I have a Blog that has attracted significant attention and through that blog I have been contacted by book reviewers for newspapers and blogs who have volunteered to read my novel and review it with no strings attached. (i.e. good or bad they were free to say as they pleased).
I don't know of many other writers that this has happened to before they are published so my question is now what is the best way to use these reviews?

Reviews are generally used to SELL books. Your book is unpublished therefore not available for sale. IF you place it with a publisher, you'll have poisoned the well for these folks reviewing the published version.

Why on earth would you send an unpublished novel to someone to review on a blog or a newspaper? And why would any of those people want to read a book no one could buy? I don't understand this at all.

Is this one of those Candid Camera guest shots? HI MOM!!!

And then this in the morning mail:

Actually I was a little surprised at your response. If reviewers take it on themselves why is this so bad? Wouldn't it add to a query to know that the work has been reviewed and written about? I have had two small publishers inquire about my novel from the first review and the second reviewer is a much "bigger name" shouldn't this be an advantage?

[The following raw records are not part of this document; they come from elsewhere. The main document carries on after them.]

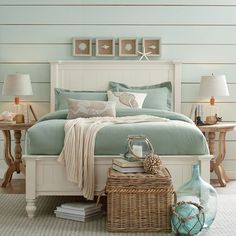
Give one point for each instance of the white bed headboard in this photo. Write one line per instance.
(95, 75)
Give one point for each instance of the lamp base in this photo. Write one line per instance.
(19, 118)
(211, 120)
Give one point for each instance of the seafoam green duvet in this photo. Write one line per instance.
(178, 136)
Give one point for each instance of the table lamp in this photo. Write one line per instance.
(18, 85)
(213, 86)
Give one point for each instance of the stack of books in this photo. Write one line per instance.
(79, 211)
(125, 166)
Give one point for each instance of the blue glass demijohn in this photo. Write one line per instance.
(199, 191)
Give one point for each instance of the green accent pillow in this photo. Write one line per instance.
(62, 96)
(158, 95)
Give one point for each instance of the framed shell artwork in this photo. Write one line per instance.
(82, 47)
(152, 46)
(105, 47)
(128, 47)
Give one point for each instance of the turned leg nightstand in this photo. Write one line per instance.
(210, 133)
(14, 163)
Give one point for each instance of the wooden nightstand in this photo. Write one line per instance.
(210, 132)
(14, 163)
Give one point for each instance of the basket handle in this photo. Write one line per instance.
(103, 191)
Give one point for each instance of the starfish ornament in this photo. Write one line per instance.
(144, 55)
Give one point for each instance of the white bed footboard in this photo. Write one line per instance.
(45, 176)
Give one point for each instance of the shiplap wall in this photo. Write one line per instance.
(199, 33)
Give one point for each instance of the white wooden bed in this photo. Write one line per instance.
(44, 176)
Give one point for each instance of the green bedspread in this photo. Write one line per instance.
(178, 136)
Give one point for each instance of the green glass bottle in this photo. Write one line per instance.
(199, 191)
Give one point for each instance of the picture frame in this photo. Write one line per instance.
(105, 47)
(82, 47)
(128, 47)
(152, 45)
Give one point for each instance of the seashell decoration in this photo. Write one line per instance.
(152, 164)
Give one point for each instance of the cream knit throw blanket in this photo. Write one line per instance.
(78, 152)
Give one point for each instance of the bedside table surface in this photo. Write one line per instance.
(218, 127)
(14, 126)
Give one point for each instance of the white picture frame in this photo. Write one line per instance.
(152, 45)
(105, 47)
(82, 47)
(128, 47)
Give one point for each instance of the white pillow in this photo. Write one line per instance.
(126, 99)
(86, 109)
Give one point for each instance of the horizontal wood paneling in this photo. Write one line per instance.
(38, 72)
(62, 34)
(109, 15)
(41, 93)
(39, 107)
(119, 2)
(192, 72)
(184, 53)
(190, 93)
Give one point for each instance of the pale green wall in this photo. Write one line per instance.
(201, 34)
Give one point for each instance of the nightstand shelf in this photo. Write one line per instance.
(210, 132)
(14, 163)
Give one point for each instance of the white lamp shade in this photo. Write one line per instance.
(213, 86)
(17, 85)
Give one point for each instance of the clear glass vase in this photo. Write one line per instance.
(199, 191)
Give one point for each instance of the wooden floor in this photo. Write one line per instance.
(17, 186)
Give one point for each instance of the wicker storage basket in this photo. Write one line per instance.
(139, 201)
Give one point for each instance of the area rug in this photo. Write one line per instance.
(14, 221)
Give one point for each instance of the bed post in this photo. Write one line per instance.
(177, 86)
(30, 187)
(53, 76)
(204, 162)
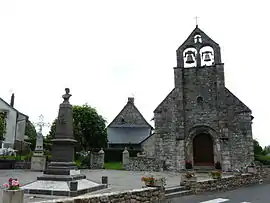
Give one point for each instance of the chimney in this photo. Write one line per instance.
(131, 100)
(12, 100)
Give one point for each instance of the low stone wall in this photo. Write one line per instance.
(225, 183)
(141, 163)
(97, 160)
(139, 195)
(22, 165)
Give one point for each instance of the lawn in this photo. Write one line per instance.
(113, 165)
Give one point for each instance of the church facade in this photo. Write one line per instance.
(200, 120)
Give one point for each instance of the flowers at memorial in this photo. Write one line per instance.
(148, 179)
(189, 175)
(13, 184)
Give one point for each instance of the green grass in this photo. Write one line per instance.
(113, 166)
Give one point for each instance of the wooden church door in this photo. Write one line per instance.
(203, 154)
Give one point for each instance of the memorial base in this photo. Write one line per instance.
(63, 185)
(38, 163)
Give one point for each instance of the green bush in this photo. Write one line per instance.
(8, 157)
(28, 156)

Ok, I guess I wasn't clear. No. This will not help. If your novel lands on my desk, and you tell me that reviewers asked to review an unpublished novel, I will discount the information as hyperbole, lies, or other forms of query letter nonsense. It may not be any of those things, but the idea that a legitimate book reviewer would volunteer to read an unpublished novel is so far divorced from what I know about reviewers and their practices that I would discount what you said without thinking twice. Even if you included the clippings I would suspect something strange because IT IS STRANGE.

I cannot imagine why a legitimate book reviewer would ask to read an unpublished novel ever. And before you get huffy and say "it's cause they think my work is great" remember, they get tens if not hundreds of books a month. They have enough to read. I'd suspect they want to curry favor with you for some reason. And, since people want to curry favor with me all the time, I don't put much stock in it.

Besides, it's WEIRD.

Is that any clearer?


Debra Kemp said...

So what's so unusual about being unpubbed and unagented? Join the club, friend!

Bella Stander said...

I've been a book reviewer for some 20 years, and I'd rather ram red-hot needles under my fingernails than read an unpublished writer's manuscript.

Shadow said...

Sounds like your "unusual circumstance" is grist for your query letter. I would think that a "blog that receives significant attention" could also be called a "platform", which an agent (and then editor and marketing department) would take into consideration when deciding on publication. You could also let them know about your reviewer contacts. (Don't know if dropping names and/or publications would be good/bad/kosher or not.)

Anonymous said...

At the risk of appearing nitwiticious, what does funt mean? I looked it up on Urban Dictionary but that can't possibly be what the erudite and well-bred Miss Snark intended...

Miss Snark said...

There is a clue in the text of the post if you are unsure what "Funt" means.

Ken Boy said...

Funt, Allen, host of Candid Camera.

Bill Peschel said...

This is so far off weirdness meter. Perhaps if we heard the details, it may make sense (for example, if reviewers asked to read the book when it becomes published). But why would reviewers write about a book that hasn't been published, that readers can't get ahold of?

Miss Snark has written before that bloggers with significant readership in a niche market has an advantage in pitching a book, but that's about the extent of it.